При помощи полимеразной цепной реакции можно не только выявить инфекцию, но и дать ей количественную оценку.

Когда применяется ПЦР-диагностика?

Анализ биологического материала, проводимый при помощи ПЦР, помогает обнаруживать различные урогенитальные инфекции, в том числе и скрытые, которые не проявляют себя особыми симптомами.

Данный метод исследования позволяет выявить у человека следующие инфекции:

• вирус простого герпеса обоих типов;
• ВИЧ-инфекцию;
• хламидиоз;
• уреаплазмоз;
• кандидоз;
• микоплазмоз;
• трихомониаз;
• а также гепатиты В и С, туберкулез, хеликобактериоз, инфекционный мононуклеоз.

При подготовке к беременности и во время нее женщине обязательно назначается проведение ПЦР диагностики различных половых инфекций.

Биологический материал для ПЦР-исследования

Для выявления инфекций методом ПЦР могут использоваться:

• моча, мазок из цервикального канала (у женщин), мазок из мочеиспускательного канала, выделения из половых органов – для исследования на половые инфекции;
• кровь – для исследования на ВИЧ-инфекцию и гепатита С;
• мазок из зева – для исследования на инфекционный мононуклеоз.
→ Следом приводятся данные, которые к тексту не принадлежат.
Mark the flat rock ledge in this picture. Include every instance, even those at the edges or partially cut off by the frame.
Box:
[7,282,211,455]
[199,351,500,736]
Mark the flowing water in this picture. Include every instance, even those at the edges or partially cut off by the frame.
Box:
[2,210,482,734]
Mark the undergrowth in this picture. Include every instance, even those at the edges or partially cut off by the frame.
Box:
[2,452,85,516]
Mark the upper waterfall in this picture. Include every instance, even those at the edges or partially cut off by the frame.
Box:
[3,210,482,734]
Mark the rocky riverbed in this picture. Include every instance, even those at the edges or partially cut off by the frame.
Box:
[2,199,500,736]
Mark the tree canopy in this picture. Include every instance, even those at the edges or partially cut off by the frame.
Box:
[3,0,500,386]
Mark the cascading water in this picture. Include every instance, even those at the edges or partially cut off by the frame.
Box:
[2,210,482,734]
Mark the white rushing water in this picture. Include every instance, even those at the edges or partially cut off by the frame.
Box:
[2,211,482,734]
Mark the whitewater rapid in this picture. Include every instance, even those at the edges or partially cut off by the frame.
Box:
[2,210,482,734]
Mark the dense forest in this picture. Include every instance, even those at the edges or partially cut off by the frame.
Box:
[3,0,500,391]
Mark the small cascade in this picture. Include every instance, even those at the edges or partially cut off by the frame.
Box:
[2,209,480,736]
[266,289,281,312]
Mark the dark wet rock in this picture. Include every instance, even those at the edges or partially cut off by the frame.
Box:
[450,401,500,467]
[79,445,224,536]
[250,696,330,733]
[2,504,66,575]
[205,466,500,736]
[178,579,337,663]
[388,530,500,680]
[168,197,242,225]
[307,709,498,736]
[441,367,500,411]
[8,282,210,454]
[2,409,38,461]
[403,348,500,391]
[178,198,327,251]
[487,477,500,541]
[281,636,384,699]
Преимущества и недостатки ПЦР-диагностики инфекций

К достоинствам анализов на инфекции, проводимых методом ПЦР относят:

1. Универсальность - когда другие методы диагностики оказываются бессильными, ПЦР обнаруживает любые РНК и ДНК.
2. Специфичность. В исследуемом материале при помощи данного способа выявляется типичная для конкретного возбудителя инфекции последовательность нуклеотидов. Полимеразная цепная реакция дает возможность выявления в одном и том же материале нескольких разных возбудителей.
3. Чувствительность. Инфекция при использовании данного метода обнаруживается, даже если ее содержание очень незначительно.
4. Оперативность. На выявление возбудителя инфекции уходит совсем немного времени - всего несколько часов.
5. Кроме того, полимеразная цепная реакция помогает выявлять не реакцию организма человека на проникновение в него патогенных микроорганизмов, а конкретного возбудителя. Благодаря этому можно обнаружить у пациента заболевание еще до того, как оно начнет проявлять себя конкретными симптомами.
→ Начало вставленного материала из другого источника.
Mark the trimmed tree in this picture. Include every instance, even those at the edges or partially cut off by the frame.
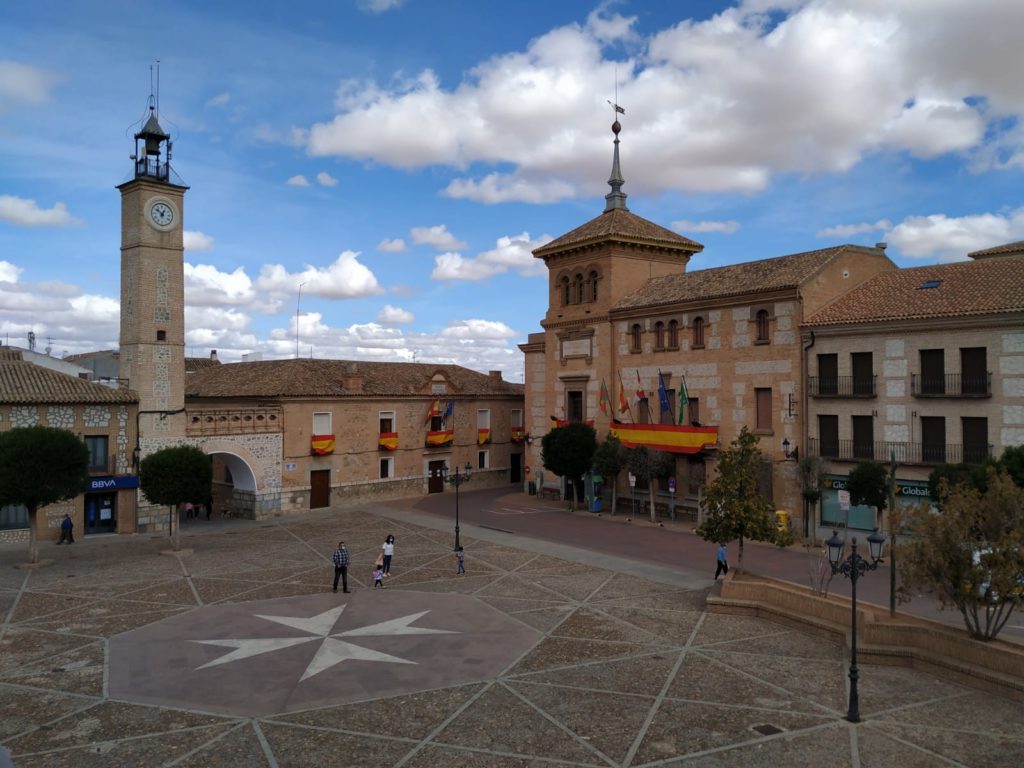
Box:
[594,433,626,515]
[138,445,213,549]
[899,469,1024,640]
[697,426,775,570]
[0,427,89,562]
[541,422,597,511]
[627,445,674,522]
К «минусам» данного диагностического метода относят необходимость строгого соблюдения требований оснащения лабораторных помещений фильтрами высокой степени очистки, чтобы не произошло загрязнение взятого для анализа биологического материала фрагментами ДНК других живых организмов.

Иногда анализ, выполненный с помощью ПЦР, может дать отрицательный результат при наличии явных симптомов определенного заболевания. Это может указывать на несоблюдение правил сбора биологического материала.

В то же время положительный результат анализа не всегда является свидетельством того, что у пациента присутствует конкретное заболевание. Так, например, после проведенного лечения уже погибший возбудитель в течение определенного времени дает положительный результат ПЦР-анализа.